OUSD weighs its words, seeks balance between state sex-ed curriculum and stated parent complaints
By Tina Richards
Orange Unified parents continue to express their concerns about the district’s response to California State mandates to include lessons on sexual orientation, sexually transmitted diseases, gender identity and expression in sex education courses.
The latest round of unease was vocalized at the Aug. 16 school board meeting, when trustees were preparing to approve district policy updates reflecting new state and federal laws. Such updates occur periodically, usually without fanfare.
This time, a half-dozen public speakers took issue with language included in the policy sections on bullying, non-discrimination and hate behavior. Specifically, the word “perceived.” The bullying section referred to “intimidation or harassment based on actual or perceived immigration status, religious beliefs and customs.” The non-discrimination policy was based on a student’s “actual race or perceived race, color, ancestry, ethnicity, sexual orientation or gender identity.” Likewise, hate-motivated behavior was described as “hostility toward another person’s real or perceived ethnicity, national origin, immigrant status, sex, gender, disability or any other physical or cultural characteristic.”
In a word
“What does ‘perceived’ mean?” a school crossing guard asked. “I’m offended by ‘perceived race.’ It belittles the civil rights movement. You can’t be black one day and white the next just because that’s how you perceive yourself. Race, ethnicity or gender is not based on perception.”
A youth pastor also questioned “perceived,” suggesting that school children could be confused by the inexactness offered by the word, and that labels are not really necessary anyway. “Respect is a two-way street,” he said, “even if not submitting to politically correct ideas.”
The public discussion on the topic expanded to include concerns about the state’s proposed sex education curriculum, specifically a program called “Teen Talk” that many parents find too explicit for preteens and young high schoolers. The district has already assured parents that it is not using “Teen Talk,” and has modified the state program to reflect community sensibilities. Parents are invited to review the material, and may opt out if they choose.
Still, many parents oppose the content as it relates to sexually transmitted disease and gender identity. Some claim that it is medically inaccurate, encourages young people to prematurely explore their sexuality, and offers confusing definitions of gender. “You can be a boy today and a girl tomorrow; you can be both, you can be neither,” one speaker said of the curriculum’s focus.
“The child will be taught things we don’t even discuss at home,” said a youth chaplain.

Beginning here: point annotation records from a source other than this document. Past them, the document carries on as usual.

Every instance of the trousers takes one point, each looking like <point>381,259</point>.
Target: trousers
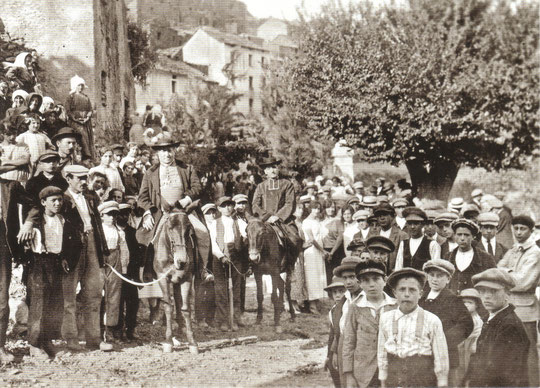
<point>46,301</point>
<point>88,273</point>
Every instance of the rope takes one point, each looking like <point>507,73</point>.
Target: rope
<point>137,283</point>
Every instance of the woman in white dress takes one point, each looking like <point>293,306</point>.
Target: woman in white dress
<point>314,257</point>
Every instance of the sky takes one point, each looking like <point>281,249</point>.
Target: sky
<point>280,8</point>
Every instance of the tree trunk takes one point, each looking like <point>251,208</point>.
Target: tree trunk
<point>433,180</point>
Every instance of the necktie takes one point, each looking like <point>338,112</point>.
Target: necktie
<point>490,248</point>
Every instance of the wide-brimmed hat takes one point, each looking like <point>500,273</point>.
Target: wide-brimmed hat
<point>269,162</point>
<point>347,264</point>
<point>406,272</point>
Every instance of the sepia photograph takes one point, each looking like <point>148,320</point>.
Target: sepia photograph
<point>285,193</point>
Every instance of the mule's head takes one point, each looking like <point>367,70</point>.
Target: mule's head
<point>255,233</point>
<point>177,229</point>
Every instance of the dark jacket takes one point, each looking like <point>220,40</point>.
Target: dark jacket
<point>150,195</point>
<point>71,213</point>
<point>456,320</point>
<point>501,353</point>
<point>462,280</point>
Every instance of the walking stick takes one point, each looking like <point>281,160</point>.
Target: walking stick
<point>231,307</point>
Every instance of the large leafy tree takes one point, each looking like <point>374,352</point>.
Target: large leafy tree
<point>432,84</point>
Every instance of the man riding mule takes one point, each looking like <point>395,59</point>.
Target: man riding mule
<point>274,203</point>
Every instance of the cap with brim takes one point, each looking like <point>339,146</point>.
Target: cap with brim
<point>337,282</point>
<point>470,293</point>
<point>240,198</point>
<point>108,207</point>
<point>207,207</point>
<point>224,201</point>
<point>48,156</point>
<point>405,273</point>
<point>491,219</point>
<point>347,264</point>
<point>465,223</point>
<point>495,278</point>
<point>442,265</point>
<point>523,220</point>
<point>66,132</point>
<point>269,162</point>
<point>370,266</point>
<point>75,170</point>
<point>381,242</point>
<point>49,191</point>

“The curriculum discusses differences,” another said, “but it does not address equality. I’m appalled by it. Kids are not social experiments.”
A word to the wise
Many of the public speakers were the same ones who had appeared at the May board meeting to oppose the district’s announced kickoff of the new sex education program, slated for June. The board subsequently voted to delay it.

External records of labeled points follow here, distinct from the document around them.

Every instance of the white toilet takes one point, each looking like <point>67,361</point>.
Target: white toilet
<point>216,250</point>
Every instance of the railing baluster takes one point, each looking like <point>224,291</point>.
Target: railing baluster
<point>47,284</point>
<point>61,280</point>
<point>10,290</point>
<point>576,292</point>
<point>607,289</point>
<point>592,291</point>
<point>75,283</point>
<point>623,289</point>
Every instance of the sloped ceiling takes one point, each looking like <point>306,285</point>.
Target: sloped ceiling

Trustee Brenda Lebsack agreed with the points made by constituents at this, and previous, meetings. “Some of this sounds insane,” she said, and asked for a definition of the “gender expansion” the state is telling school districts to teach. “Can we narrow this down?” she asked. “Can we say that gender is not unlimited?” She also asked for a definition of “perceived,” and motioned that the language in those particular policy sections be reviewed by an attorney before the board voted on them.
Superintendent Gunn Marie Hansen noted that some of the language Lebsack was objecting to was not actually in the board policy. “I’m just concerned with the language suggesting that gender is something that can be infinite,” Lebsack confirmed.
Kathy Moffat agreed that “enlightenment on what ‘perceived’ means” would be helpful. “It might be referring to the perception of the onlooker,” she suggested, “not the individual.”
The board agreed to pull the policy sections on bullying, non-discrimination and hate behavior, before approving the rest of the updated material. Those sections will be readdressed at a future board meeting.